(Day 6 of 30 Days of Blogging)
APG is a command line program for generating random passwords. On Ubuntu/Debian it can be installed
with sudo apt install apg
.
Here are the flags I use with it:
apg -a 1 -n 1 -m 25 -x 30 -M SNCL -d -E "'\"\`\\"
-a 1
: Specifies to use true random instead of the default mode of pronounceable passwords. The
assumption is that these passwords are going to be remembered by a password manager and not a brain.
-n 1
: Only generate one password, by default apg will generate multiple.
-m 25 -x 30
: Generate a password between 25 and 30 characters long. Probably overkill, but I love
me some entropy.
-M SNCL
: Guarantees the password will contain at least one symbol, number, capital, and lowercase
character. Handy for websites that enforce passwords with these characters.
-E "'\"\`\\"
: Prevents the password from containing quotes and backslashes, meaning passwords
are always safe to paste into a string literal in source code.

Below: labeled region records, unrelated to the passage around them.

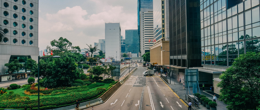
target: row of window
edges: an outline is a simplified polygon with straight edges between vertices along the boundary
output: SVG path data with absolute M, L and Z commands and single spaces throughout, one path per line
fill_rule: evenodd
M 3 41 L 5 43 L 7 43 L 9 41 L 9 40 L 7 38 L 5 37 L 3 39 Z M 21 42 L 22 44 L 25 44 L 26 43 L 26 41 L 24 39 L 22 40 Z M 13 40 L 13 42 L 15 44 L 16 44 L 18 42 L 18 40 L 16 38 L 14 38 L 14 39 Z M 30 45 L 32 45 L 34 44 L 34 42 L 32 40 L 31 40 L 29 42 L 29 43 Z

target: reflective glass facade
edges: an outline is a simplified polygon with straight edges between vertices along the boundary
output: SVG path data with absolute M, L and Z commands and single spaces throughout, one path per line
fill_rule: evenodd
M 259 0 L 200 0 L 201 64 L 231 66 L 246 52 L 260 52 Z

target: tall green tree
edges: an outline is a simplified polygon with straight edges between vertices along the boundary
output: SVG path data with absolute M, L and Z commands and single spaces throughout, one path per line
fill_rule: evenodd
M 229 110 L 260 109 L 260 53 L 247 53 L 235 60 L 220 77 L 219 99 Z
M 144 61 L 147 62 L 150 62 L 150 52 L 145 53 L 142 55 L 144 59 Z
M 8 71 L 13 73 L 15 71 L 19 71 L 19 68 L 22 67 L 23 64 L 19 63 L 19 61 L 17 59 L 15 59 L 14 61 L 10 63 L 5 64 L 5 66 L 8 67 Z
M 2 28 L 2 26 L 0 25 L 0 42 L 3 42 L 4 38 L 5 37 L 5 34 L 4 33 L 4 30 Z

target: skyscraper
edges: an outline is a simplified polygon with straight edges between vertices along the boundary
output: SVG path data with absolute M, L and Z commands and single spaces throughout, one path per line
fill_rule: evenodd
M 120 61 L 121 55 L 121 28 L 119 23 L 105 24 L 105 57 Z
M 6 37 L 0 42 L 0 75 L 5 73 L 4 64 L 14 59 L 18 59 L 25 69 L 27 58 L 38 60 L 38 0 L 0 1 L 2 6 L 0 7 L 0 20 Z
M 125 51 L 134 51 L 132 53 L 138 53 L 140 50 L 140 43 L 137 29 L 125 30 Z

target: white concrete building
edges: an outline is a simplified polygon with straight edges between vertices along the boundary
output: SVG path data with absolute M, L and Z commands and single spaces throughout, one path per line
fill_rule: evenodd
M 38 60 L 38 0 L 0 1 L 0 24 L 6 37 L 0 42 L 0 75 L 5 73 L 4 64 L 15 59 L 19 60 L 23 68 L 26 61 L 21 58 Z
M 153 45 L 153 9 L 140 9 L 140 57 L 149 52 L 150 47 Z
M 119 23 L 105 24 L 105 57 L 121 60 L 121 28 Z

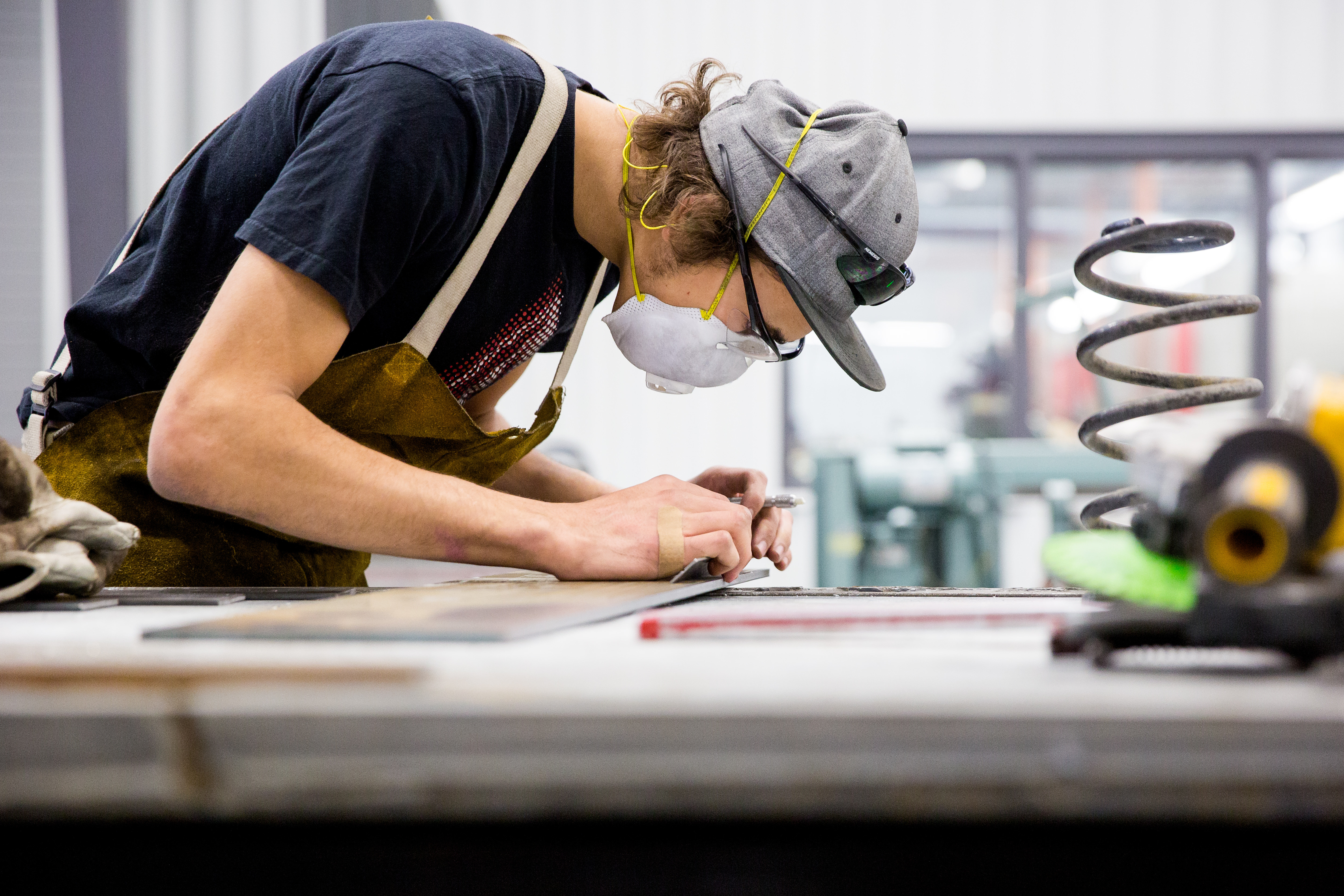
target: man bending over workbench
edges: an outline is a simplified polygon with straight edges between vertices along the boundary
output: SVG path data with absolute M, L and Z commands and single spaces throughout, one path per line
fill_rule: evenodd
M 532 450 L 613 290 L 650 388 L 728 383 L 809 333 L 886 384 L 851 314 L 914 279 L 905 124 L 770 81 L 711 111 L 715 66 L 636 116 L 512 42 L 409 21 L 273 77 L 164 184 L 19 406 L 58 492 L 140 527 L 110 584 L 353 586 L 368 552 L 649 579 L 660 529 L 664 559 L 672 537 L 727 580 L 788 567 L 757 470 L 614 489 Z M 509 429 L 499 398 L 559 351 Z

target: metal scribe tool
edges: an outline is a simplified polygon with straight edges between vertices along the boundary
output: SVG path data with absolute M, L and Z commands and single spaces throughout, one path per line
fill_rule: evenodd
M 728 498 L 728 500 L 732 501 L 734 504 L 742 504 L 741 494 L 735 498 Z M 762 504 L 761 506 L 796 508 L 801 506 L 802 502 L 804 502 L 802 498 L 800 498 L 797 494 L 767 494 L 765 497 L 765 504 Z

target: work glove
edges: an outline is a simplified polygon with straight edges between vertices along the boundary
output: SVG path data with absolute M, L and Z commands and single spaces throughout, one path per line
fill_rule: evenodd
M 138 540 L 132 524 L 56 494 L 36 463 L 0 439 L 0 600 L 89 596 Z

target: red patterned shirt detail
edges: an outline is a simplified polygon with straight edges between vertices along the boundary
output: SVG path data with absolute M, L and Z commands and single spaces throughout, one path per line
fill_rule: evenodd
M 439 371 L 444 386 L 458 402 L 472 398 L 551 341 L 560 326 L 563 285 L 563 275 L 556 275 L 540 298 L 513 314 L 485 345 Z

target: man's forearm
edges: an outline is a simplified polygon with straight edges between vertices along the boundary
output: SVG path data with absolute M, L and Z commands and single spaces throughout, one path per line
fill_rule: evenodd
M 601 497 L 616 488 L 583 470 L 564 466 L 540 451 L 532 451 L 501 476 L 495 488 L 508 494 L 569 504 Z
M 356 551 L 546 568 L 563 549 L 544 504 L 379 454 L 292 396 L 238 399 L 169 390 L 149 445 L 160 494 Z

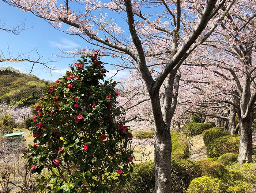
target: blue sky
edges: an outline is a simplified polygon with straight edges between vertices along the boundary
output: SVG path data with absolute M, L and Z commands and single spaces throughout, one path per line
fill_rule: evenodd
M 29 52 L 24 55 L 29 56 L 30 59 L 38 58 L 35 51 L 36 49 L 40 56 L 42 56 L 42 61 L 58 60 L 58 62 L 48 64 L 59 71 L 51 72 L 49 70 L 40 64 L 35 65 L 32 74 L 45 80 L 54 81 L 64 74 L 66 70 L 68 70 L 68 64 L 73 63 L 75 59 L 72 58 L 61 59 L 54 56 L 63 55 L 60 50 L 68 50 L 84 47 L 86 43 L 79 37 L 66 34 L 58 31 L 52 27 L 49 23 L 42 19 L 37 17 L 30 13 L 26 13 L 22 10 L 7 6 L 0 2 L 0 19 L 5 21 L 5 27 L 15 26 L 19 23 L 25 20 L 25 27 L 28 29 L 22 31 L 18 35 L 0 30 L 0 50 L 7 58 L 10 55 L 15 58 L 20 53 Z M 90 46 L 90 47 L 91 47 Z M 95 50 L 98 48 L 95 48 Z M 68 57 L 67 55 L 65 55 Z M 111 58 L 103 58 L 104 62 L 114 62 Z M 11 66 L 22 72 L 29 73 L 31 70 L 32 64 L 29 62 L 17 63 L 0 63 L 0 67 Z M 109 66 L 105 66 L 110 73 L 108 75 L 114 74 L 116 71 Z M 118 72 L 113 78 L 118 80 L 129 75 L 127 71 Z

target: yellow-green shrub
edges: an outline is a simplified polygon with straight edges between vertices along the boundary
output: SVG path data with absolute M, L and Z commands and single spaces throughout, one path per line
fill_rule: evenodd
M 197 123 L 192 122 L 186 124 L 184 126 L 185 131 L 188 135 L 193 136 L 202 134 L 206 129 L 212 128 L 215 126 L 214 122 L 208 123 Z
M 207 146 L 212 140 L 219 137 L 229 135 L 228 131 L 224 131 L 224 127 L 215 127 L 207 130 L 203 133 L 203 138 Z

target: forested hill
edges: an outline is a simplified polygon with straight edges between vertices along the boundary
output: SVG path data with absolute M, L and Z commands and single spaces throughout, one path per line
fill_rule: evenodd
M 0 68 L 0 102 L 30 105 L 42 96 L 46 81 L 10 67 Z

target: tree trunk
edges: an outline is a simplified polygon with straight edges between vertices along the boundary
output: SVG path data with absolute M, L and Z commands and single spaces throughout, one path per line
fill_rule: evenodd
M 239 154 L 237 159 L 240 164 L 252 161 L 252 119 L 251 116 L 241 119 Z
M 236 108 L 233 106 L 230 107 L 229 118 L 229 135 L 237 134 L 238 131 L 237 130 L 236 124 Z

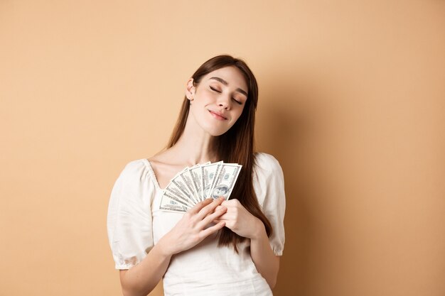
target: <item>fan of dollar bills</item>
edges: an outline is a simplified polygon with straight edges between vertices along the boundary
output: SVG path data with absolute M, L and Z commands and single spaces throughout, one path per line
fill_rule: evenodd
M 208 197 L 228 199 L 241 167 L 237 163 L 220 161 L 186 168 L 163 190 L 159 209 L 186 212 Z

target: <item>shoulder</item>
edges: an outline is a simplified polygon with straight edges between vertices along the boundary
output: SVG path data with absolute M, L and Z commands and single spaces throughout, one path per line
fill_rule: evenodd
M 254 170 L 266 175 L 282 173 L 279 162 L 273 155 L 262 152 L 255 153 Z
M 149 161 L 145 158 L 131 160 L 122 170 L 118 181 L 122 185 L 136 185 L 153 179 Z

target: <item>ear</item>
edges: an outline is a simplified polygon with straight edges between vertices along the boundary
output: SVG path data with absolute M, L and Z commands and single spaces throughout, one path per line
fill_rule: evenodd
M 186 97 L 188 99 L 189 101 L 193 100 L 193 97 L 195 96 L 195 86 L 193 85 L 193 79 L 191 78 L 187 81 L 187 84 L 186 84 Z

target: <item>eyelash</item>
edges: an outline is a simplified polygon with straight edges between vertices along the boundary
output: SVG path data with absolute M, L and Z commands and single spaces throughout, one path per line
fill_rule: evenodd
M 216 89 L 215 89 L 215 88 L 213 88 L 212 87 L 210 87 L 210 89 L 212 89 L 213 92 L 219 92 L 219 93 L 221 92 L 219 90 L 217 90 Z M 237 104 L 238 104 L 239 105 L 242 105 L 242 103 L 240 102 L 240 101 L 237 101 L 237 100 L 236 100 L 236 99 L 235 99 L 233 98 L 232 98 L 232 99 L 234 100 L 235 102 L 237 102 Z

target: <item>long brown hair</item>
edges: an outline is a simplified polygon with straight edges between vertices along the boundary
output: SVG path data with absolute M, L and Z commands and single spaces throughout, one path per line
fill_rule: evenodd
M 218 55 L 204 62 L 192 75 L 193 84 L 198 85 L 203 77 L 207 74 L 225 67 L 233 66 L 242 73 L 249 87 L 247 99 L 241 116 L 235 124 L 226 133 L 216 137 L 218 155 L 225 163 L 237 163 L 242 165 L 238 179 L 233 188 L 230 199 L 237 199 L 241 204 L 252 215 L 259 219 L 269 236 L 272 227 L 261 211 L 253 189 L 253 167 L 256 158 L 254 154 L 254 131 L 255 124 L 255 111 L 258 102 L 258 85 L 253 73 L 247 65 L 242 60 L 230 55 Z M 189 101 L 186 97 L 182 104 L 179 118 L 167 146 L 172 147 L 182 135 L 190 109 Z M 234 249 L 237 252 L 237 244 L 245 240 L 224 227 L 220 234 L 218 246 L 229 246 L 232 243 Z

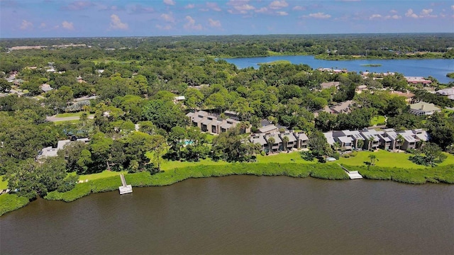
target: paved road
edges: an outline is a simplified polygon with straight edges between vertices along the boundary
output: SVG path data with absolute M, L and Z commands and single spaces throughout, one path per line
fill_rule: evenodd
M 93 119 L 94 118 L 94 114 L 90 114 L 88 115 L 88 118 Z M 57 118 L 55 115 L 53 116 L 47 116 L 45 118 L 48 121 L 67 121 L 67 120 L 79 120 L 80 119 L 79 116 L 73 116 L 73 117 L 63 117 L 63 118 Z

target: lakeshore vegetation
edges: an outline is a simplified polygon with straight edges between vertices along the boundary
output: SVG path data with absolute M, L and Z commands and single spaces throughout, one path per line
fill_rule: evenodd
M 362 77 L 284 61 L 238 69 L 218 59 L 279 55 L 331 59 L 365 53 L 367 58 L 378 59 L 454 57 L 454 51 L 448 50 L 453 46 L 451 34 L 372 37 L 375 39 L 339 35 L 59 40 L 85 45 L 67 48 L 53 47 L 55 40 L 50 39 L 0 40 L 0 185 L 9 191 L 0 196 L 0 211 L 14 210 L 38 197 L 69 201 L 116 189 L 120 171 L 128 173 L 126 179 L 135 186 L 229 174 L 346 178 L 336 164 L 305 161 L 298 153 L 265 156 L 265 149 L 243 132 L 245 128 L 256 132 L 264 120 L 304 132 L 311 149 L 305 158 L 320 162 L 326 157 L 339 157 L 341 152 L 327 143 L 324 131 L 358 130 L 371 124 L 386 124 L 397 130 L 423 128 L 431 135 L 433 144 L 428 147 L 433 152 L 413 152 L 410 161 L 409 154 L 404 159 L 379 152 L 375 166 L 369 166 L 364 164 L 367 152 L 360 152 L 350 160 L 341 157 L 338 162 L 360 172 L 367 169 L 365 174 L 371 178 L 452 183 L 452 171 L 446 166 L 453 163 L 454 115 L 446 111 L 431 117 L 409 114 L 405 98 L 389 90 L 411 91 L 415 100 L 453 107 L 454 101 L 446 97 L 427 92 L 422 84 L 409 84 L 402 74 Z M 18 45 L 47 47 L 9 50 Z M 427 52 L 428 49 L 438 53 Z M 453 85 L 427 79 L 433 89 Z M 321 86 L 331 81 L 338 82 L 338 87 Z M 356 94 L 360 85 L 366 85 L 368 91 Z M 178 101 L 177 96 L 184 96 L 184 101 Z M 348 113 L 314 114 L 350 100 L 355 103 Z M 235 111 L 240 124 L 218 135 L 209 135 L 193 127 L 186 116 L 199 110 L 223 119 L 228 118 L 226 110 Z M 47 120 L 46 116 L 54 115 L 79 120 Z M 58 141 L 78 138 L 89 142 L 70 142 L 59 148 L 56 157 L 39 154 L 44 147 L 55 148 Z M 387 157 L 399 158 L 389 160 L 399 168 L 382 165 Z

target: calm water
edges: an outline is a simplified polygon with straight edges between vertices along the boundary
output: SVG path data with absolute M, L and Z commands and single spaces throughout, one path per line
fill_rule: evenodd
M 227 62 L 235 64 L 238 68 L 253 67 L 258 68 L 258 63 L 276 60 L 288 60 L 292 64 L 306 64 L 314 69 L 328 67 L 334 69 L 347 69 L 348 71 L 369 70 L 374 72 L 396 72 L 405 76 L 431 76 L 441 83 L 454 81 L 446 77 L 446 74 L 454 72 L 454 60 L 316 60 L 314 56 L 272 56 L 262 57 L 244 57 L 226 59 Z M 362 64 L 380 64 L 381 67 L 363 67 Z
M 38 200 L 0 217 L 0 253 L 454 254 L 454 186 L 228 176 Z

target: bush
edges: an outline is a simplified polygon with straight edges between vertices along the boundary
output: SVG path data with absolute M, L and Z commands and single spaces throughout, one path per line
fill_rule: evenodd
M 301 158 L 309 162 L 314 161 L 314 155 L 311 152 L 301 152 Z
M 339 159 L 339 157 L 340 157 L 340 154 L 339 154 L 339 152 L 333 152 L 333 154 L 331 154 L 331 157 L 335 158 L 336 159 Z

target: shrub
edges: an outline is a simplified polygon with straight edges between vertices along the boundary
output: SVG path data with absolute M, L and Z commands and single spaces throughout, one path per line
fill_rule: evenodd
M 301 152 L 301 158 L 309 162 L 314 161 L 314 155 L 311 152 Z

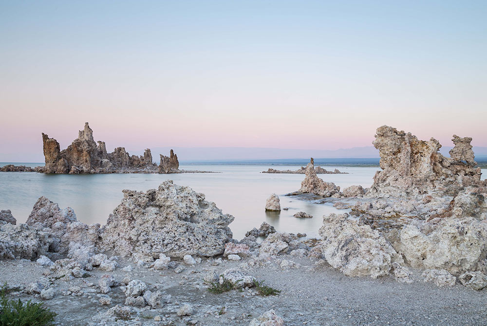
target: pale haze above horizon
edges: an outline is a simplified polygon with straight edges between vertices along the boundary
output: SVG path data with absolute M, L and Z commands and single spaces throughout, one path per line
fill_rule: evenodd
M 486 147 L 486 16 L 485 1 L 1 1 L 0 162 L 41 158 L 41 132 L 66 148 L 87 121 L 129 152 L 362 147 L 383 125 Z

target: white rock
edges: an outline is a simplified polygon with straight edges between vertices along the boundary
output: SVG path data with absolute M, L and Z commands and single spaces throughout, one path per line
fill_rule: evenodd
M 193 265 L 196 263 L 196 261 L 190 254 L 185 254 L 183 257 L 183 260 L 187 265 Z
M 171 261 L 171 258 L 167 257 L 164 254 L 161 254 L 159 255 L 159 259 L 156 259 L 154 262 L 154 269 L 156 270 L 166 270 L 169 263 Z
M 276 194 L 272 194 L 267 200 L 265 201 L 266 211 L 281 211 L 281 203 L 279 196 Z
M 254 318 L 249 326 L 284 326 L 284 320 L 276 314 L 271 309 L 263 313 L 257 318 Z
M 45 256 L 41 256 L 39 257 L 39 259 L 36 261 L 36 262 L 41 266 L 44 266 L 45 267 L 51 266 L 54 265 L 54 263 L 53 262 L 53 261 Z
M 106 294 L 100 294 L 100 300 L 98 300 L 102 306 L 110 306 L 112 304 L 112 298 Z
M 54 297 L 54 289 L 49 288 L 40 291 L 40 297 L 43 300 L 51 300 Z
M 240 256 L 238 254 L 229 254 L 227 258 L 228 258 L 229 260 L 240 260 L 241 259 Z
M 193 313 L 193 307 L 191 305 L 185 303 L 178 310 L 178 316 L 189 316 Z
M 481 290 L 487 286 L 487 276 L 481 272 L 466 272 L 458 279 L 467 288 Z
M 437 287 L 452 287 L 456 283 L 455 276 L 445 270 L 430 269 L 425 270 L 421 275 L 424 282 L 432 282 Z
M 125 296 L 137 297 L 147 288 L 147 285 L 140 280 L 132 280 L 125 287 Z

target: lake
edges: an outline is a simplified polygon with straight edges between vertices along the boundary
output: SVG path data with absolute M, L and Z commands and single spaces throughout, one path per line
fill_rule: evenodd
M 39 164 L 16 163 L 37 166 Z M 0 163 L 0 166 L 5 163 Z M 234 237 L 240 239 L 253 227 L 263 221 L 279 231 L 306 233 L 318 236 L 322 217 L 341 212 L 330 204 L 315 204 L 285 197 L 299 189 L 303 174 L 260 173 L 269 167 L 296 170 L 297 165 L 184 164 L 186 170 L 211 171 L 218 173 L 178 174 L 46 175 L 33 172 L 0 172 L 0 209 L 10 209 L 18 222 L 24 222 L 37 199 L 44 196 L 62 208 L 73 208 L 78 220 L 88 224 L 105 224 L 109 215 L 120 203 L 125 189 L 146 191 L 156 188 L 164 180 L 191 187 L 214 201 L 224 213 L 235 219 L 230 225 Z M 343 189 L 353 184 L 364 188 L 372 184 L 378 167 L 323 166 L 328 170 L 337 168 L 348 174 L 320 174 L 325 181 L 334 182 Z M 487 170 L 483 169 L 483 173 Z M 483 174 L 483 176 L 485 176 Z M 484 178 L 483 178 L 484 179 Z M 280 213 L 266 212 L 265 200 L 272 193 L 281 199 L 281 207 L 289 207 Z M 300 211 L 313 215 L 313 218 L 297 218 Z

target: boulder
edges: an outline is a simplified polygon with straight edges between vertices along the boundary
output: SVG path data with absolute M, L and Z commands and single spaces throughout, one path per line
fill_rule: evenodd
M 232 238 L 228 226 L 233 217 L 188 187 L 168 180 L 157 189 L 123 193 L 103 228 L 105 251 L 126 256 L 150 253 L 154 258 L 161 254 L 211 256 L 223 254 Z
M 339 195 L 340 187 L 333 182 L 327 182 L 319 179 L 315 170 L 314 161 L 311 158 L 311 162 L 306 167 L 306 176 L 301 182 L 300 191 L 304 193 L 314 194 L 323 197 L 331 197 Z
M 372 278 L 389 274 L 393 263 L 402 258 L 378 231 L 359 225 L 347 214 L 323 217 L 318 244 L 323 256 L 333 267 L 350 276 Z
M 265 210 L 275 212 L 281 211 L 281 203 L 279 196 L 272 194 L 265 201 Z
M 284 326 L 284 320 L 274 309 L 268 310 L 250 322 L 249 326 Z

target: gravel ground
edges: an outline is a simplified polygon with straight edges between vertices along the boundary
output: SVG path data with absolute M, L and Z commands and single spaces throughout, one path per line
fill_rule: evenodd
M 133 270 L 125 272 L 121 268 L 114 272 L 94 270 L 86 278 L 69 282 L 56 280 L 52 286 L 54 298 L 44 301 L 58 314 L 59 325 L 248 325 L 252 318 L 270 309 L 276 310 L 286 325 L 487 325 L 487 296 L 485 290 L 475 291 L 460 284 L 451 288 L 437 288 L 425 283 L 420 274 L 411 284 L 398 283 L 392 277 L 376 280 L 350 278 L 329 266 L 318 266 L 309 258 L 289 255 L 279 259 L 295 261 L 298 268 L 283 270 L 276 259 L 264 267 L 242 269 L 266 285 L 282 290 L 276 296 L 252 295 L 250 291 L 234 290 L 221 294 L 208 292 L 204 275 L 215 270 L 218 273 L 229 268 L 240 268 L 243 262 L 226 259 L 218 266 L 214 260 L 204 259 L 180 273 L 174 270 L 154 271 L 137 267 L 133 262 L 120 260 L 121 268 L 131 264 Z M 48 268 L 27 260 L 0 262 L 0 281 L 10 286 L 27 286 L 43 277 Z M 127 321 L 100 321 L 93 317 L 114 307 L 123 305 L 125 296 L 119 287 L 108 294 L 110 306 L 99 302 L 98 281 L 103 274 L 112 274 L 118 281 L 126 277 L 140 279 L 170 294 L 169 303 L 159 309 L 146 307 Z M 90 284 L 92 283 L 94 286 Z M 67 294 L 74 286 L 81 288 L 76 296 Z M 69 293 L 69 292 L 68 292 Z M 38 295 L 14 292 L 13 297 L 40 301 Z M 36 297 L 36 295 L 37 297 Z M 193 307 L 190 316 L 179 317 L 176 312 L 184 303 Z M 160 316 L 161 321 L 154 317 Z M 92 324 L 90 324 L 92 323 Z

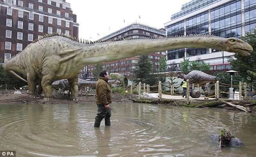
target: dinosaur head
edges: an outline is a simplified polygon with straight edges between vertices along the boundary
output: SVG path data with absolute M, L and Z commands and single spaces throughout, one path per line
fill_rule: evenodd
M 223 45 L 227 51 L 236 53 L 242 56 L 249 56 L 253 50 L 250 44 L 235 38 L 225 39 Z

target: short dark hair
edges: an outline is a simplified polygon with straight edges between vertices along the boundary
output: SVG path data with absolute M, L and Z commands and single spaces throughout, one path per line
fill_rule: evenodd
M 105 77 L 105 75 L 107 75 L 107 70 L 103 70 L 100 73 L 100 77 Z

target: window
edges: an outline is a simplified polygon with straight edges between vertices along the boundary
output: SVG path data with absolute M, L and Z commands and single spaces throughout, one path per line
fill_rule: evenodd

The output of this command can be piped into xsel
to copy it to the clipboard. See
generate-password
for what that looks like.
Note: apg hasn’t been updated since 2003 and its creator has disappeared from the Internet. If there’s some other password generator I should be using do let me know, but I haven’t found anything that matches apg’s features. Although perhaps using software that’s “finished” and built to last isn’t necessarily a bad thing.